Candace Parker during the Sky's Game 3 win in the first round over the New York Liberty. Photo: Chris Marion/NBAE via Getty Images
👋 Hi, Everett here. I'm an editor at Axios Chicago here to tell you to cancel your Sunday night plans.
What's happening: The defending champion Chicago Sky survived the first round to again face the Connecticut Sun in the WNBA semifinals.
Tip: 7pm at Wintrust Arena, and on ESPN2.
- Resale tickets start at $24.
Flashback: The Sun had the WNBA's best record, the No. 1 seed and home-court advantage last year against the sixth-seeded Sky, but Chicago pulled out a couple of nail-biters to win the series, 3-1.
- Eleven days later, the Sky beat the Phoenix Mercury to win their first WNBA championship.
The intrigue: This year, the tables are flipped. No. 2 Chicago is the higher seed, has home court advantage and dominated the regular-season series.

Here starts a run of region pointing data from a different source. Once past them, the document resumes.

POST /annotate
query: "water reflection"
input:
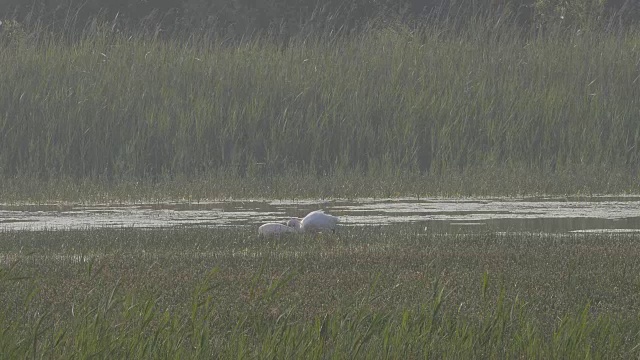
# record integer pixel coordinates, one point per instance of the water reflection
(535, 214)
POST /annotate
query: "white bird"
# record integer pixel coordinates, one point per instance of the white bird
(315, 221)
(274, 229)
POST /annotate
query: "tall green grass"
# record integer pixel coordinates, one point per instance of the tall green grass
(393, 292)
(389, 101)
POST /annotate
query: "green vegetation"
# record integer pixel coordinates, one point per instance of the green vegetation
(482, 99)
(365, 292)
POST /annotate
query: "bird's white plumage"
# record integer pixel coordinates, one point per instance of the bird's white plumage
(271, 229)
(315, 221)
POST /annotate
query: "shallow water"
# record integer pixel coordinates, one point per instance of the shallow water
(593, 214)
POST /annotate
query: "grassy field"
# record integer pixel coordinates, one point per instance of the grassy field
(364, 292)
(388, 110)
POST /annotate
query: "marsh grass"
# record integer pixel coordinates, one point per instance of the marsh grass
(420, 105)
(366, 292)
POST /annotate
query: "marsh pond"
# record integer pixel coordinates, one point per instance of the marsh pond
(540, 214)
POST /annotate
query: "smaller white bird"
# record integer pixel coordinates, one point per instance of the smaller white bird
(315, 221)
(274, 229)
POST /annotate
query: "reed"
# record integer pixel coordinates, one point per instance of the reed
(115, 107)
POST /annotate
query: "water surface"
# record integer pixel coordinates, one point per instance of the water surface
(593, 214)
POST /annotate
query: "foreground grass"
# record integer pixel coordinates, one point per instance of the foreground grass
(366, 292)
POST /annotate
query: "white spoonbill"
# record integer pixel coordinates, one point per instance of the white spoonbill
(272, 229)
(315, 221)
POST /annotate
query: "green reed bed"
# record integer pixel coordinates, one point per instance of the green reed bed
(420, 105)
(364, 292)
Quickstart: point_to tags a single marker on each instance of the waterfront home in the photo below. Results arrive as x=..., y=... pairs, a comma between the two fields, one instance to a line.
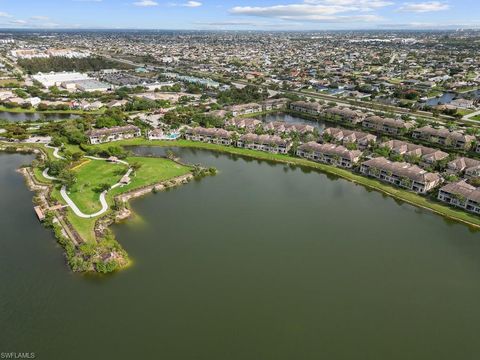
x=222, y=114
x=281, y=127
x=155, y=134
x=311, y=108
x=245, y=109
x=461, y=194
x=269, y=143
x=105, y=135
x=401, y=174
x=244, y=123
x=274, y=104
x=427, y=155
x=344, y=115
x=361, y=139
x=329, y=154
x=444, y=137
x=213, y=135
x=463, y=165
x=386, y=125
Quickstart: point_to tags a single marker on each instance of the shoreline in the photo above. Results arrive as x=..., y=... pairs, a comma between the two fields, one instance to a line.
x=65, y=232
x=370, y=183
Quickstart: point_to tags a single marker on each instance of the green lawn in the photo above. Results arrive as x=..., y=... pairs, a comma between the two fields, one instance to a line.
x=92, y=174
x=33, y=110
x=152, y=171
x=397, y=193
x=89, y=177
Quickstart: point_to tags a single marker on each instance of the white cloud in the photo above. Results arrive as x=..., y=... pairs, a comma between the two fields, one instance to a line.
x=187, y=4
x=317, y=10
x=145, y=3
x=39, y=17
x=429, y=6
x=192, y=4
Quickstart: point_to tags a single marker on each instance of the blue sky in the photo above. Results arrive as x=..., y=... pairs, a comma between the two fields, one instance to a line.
x=241, y=14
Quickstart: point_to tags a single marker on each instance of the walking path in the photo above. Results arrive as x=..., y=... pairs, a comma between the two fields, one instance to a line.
x=103, y=195
x=469, y=116
x=55, y=152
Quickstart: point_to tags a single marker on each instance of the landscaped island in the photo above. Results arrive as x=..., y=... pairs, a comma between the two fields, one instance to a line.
x=80, y=196
x=82, y=190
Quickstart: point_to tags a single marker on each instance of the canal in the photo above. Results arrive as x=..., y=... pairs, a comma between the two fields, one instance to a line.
x=262, y=261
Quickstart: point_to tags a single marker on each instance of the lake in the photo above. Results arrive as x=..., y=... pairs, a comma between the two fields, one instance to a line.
x=262, y=261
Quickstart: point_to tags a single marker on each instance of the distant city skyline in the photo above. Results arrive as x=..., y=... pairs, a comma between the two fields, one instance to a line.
x=240, y=14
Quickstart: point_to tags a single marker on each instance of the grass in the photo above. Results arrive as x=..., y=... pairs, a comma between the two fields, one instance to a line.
x=404, y=195
x=90, y=176
x=93, y=173
x=152, y=171
x=33, y=110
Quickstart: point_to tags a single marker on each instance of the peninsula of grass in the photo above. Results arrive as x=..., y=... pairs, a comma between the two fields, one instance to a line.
x=93, y=174
x=20, y=110
x=397, y=193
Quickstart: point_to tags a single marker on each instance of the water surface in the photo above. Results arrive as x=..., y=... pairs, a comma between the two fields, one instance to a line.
x=262, y=261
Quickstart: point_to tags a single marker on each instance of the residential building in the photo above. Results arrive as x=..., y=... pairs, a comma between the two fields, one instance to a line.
x=463, y=165
x=245, y=109
x=212, y=135
x=274, y=104
x=461, y=194
x=344, y=115
x=444, y=137
x=281, y=127
x=427, y=155
x=100, y=136
x=269, y=143
x=361, y=139
x=329, y=154
x=386, y=125
x=401, y=174
x=244, y=123
x=311, y=108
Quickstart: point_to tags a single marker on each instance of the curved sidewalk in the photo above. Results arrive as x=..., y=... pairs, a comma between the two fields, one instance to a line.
x=55, y=152
x=69, y=201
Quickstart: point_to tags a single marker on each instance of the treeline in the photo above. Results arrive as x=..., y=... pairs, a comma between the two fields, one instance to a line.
x=57, y=64
x=241, y=96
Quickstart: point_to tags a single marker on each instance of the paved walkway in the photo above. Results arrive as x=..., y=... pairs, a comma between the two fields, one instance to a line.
x=55, y=152
x=469, y=116
x=103, y=195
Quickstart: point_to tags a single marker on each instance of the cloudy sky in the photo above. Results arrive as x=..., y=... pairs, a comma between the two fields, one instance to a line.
x=241, y=14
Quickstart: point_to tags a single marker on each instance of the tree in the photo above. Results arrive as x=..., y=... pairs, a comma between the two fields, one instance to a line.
x=135, y=166
x=68, y=178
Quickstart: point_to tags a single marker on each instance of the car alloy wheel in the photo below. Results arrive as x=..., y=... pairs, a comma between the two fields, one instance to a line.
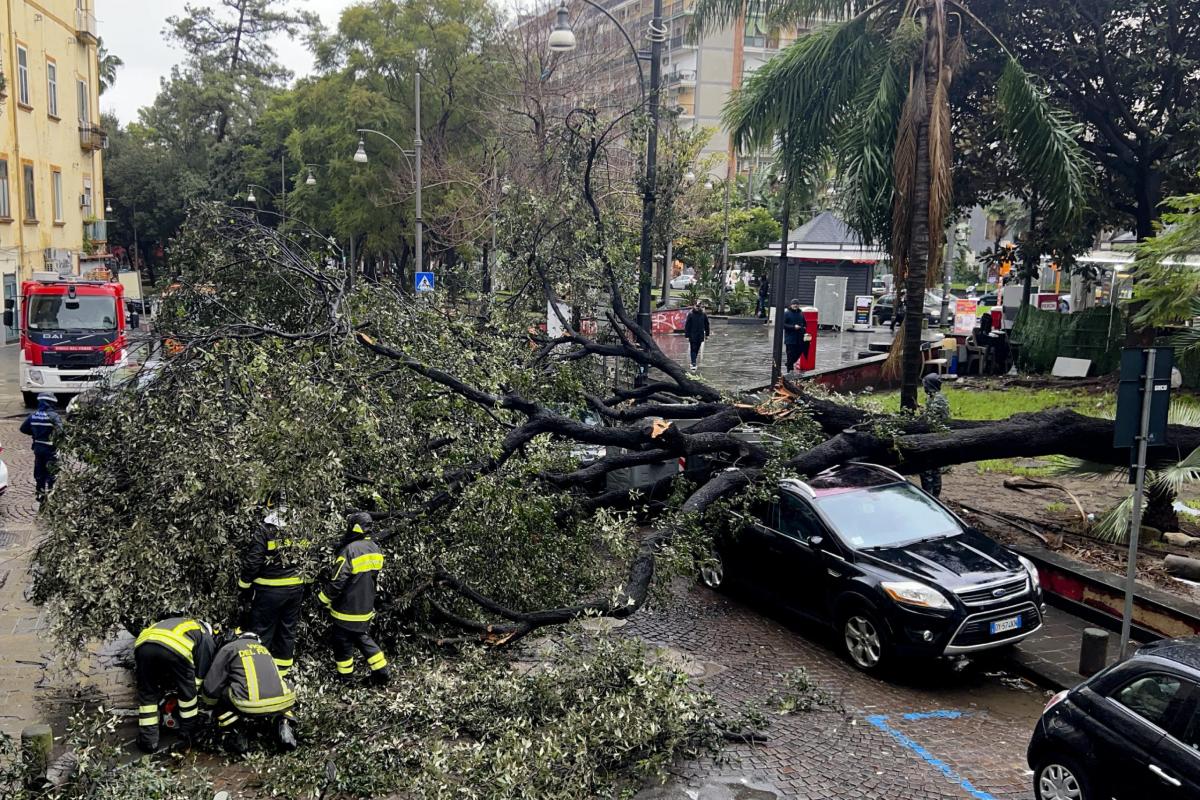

- Chicago won all four matchups, though each by a single-digit margin and two by just three points, per ESPN.
- The WNBA has not, incredibly, seen a repeat champion since 2002.
Yes, but: The Sky are better than last season.
- Veteran forward Emma Meesseman has been a revelation playing alongside Candace Parker, while coach/general manager James Wade was named 2022 Executive of the Year for improving an already loaded roster.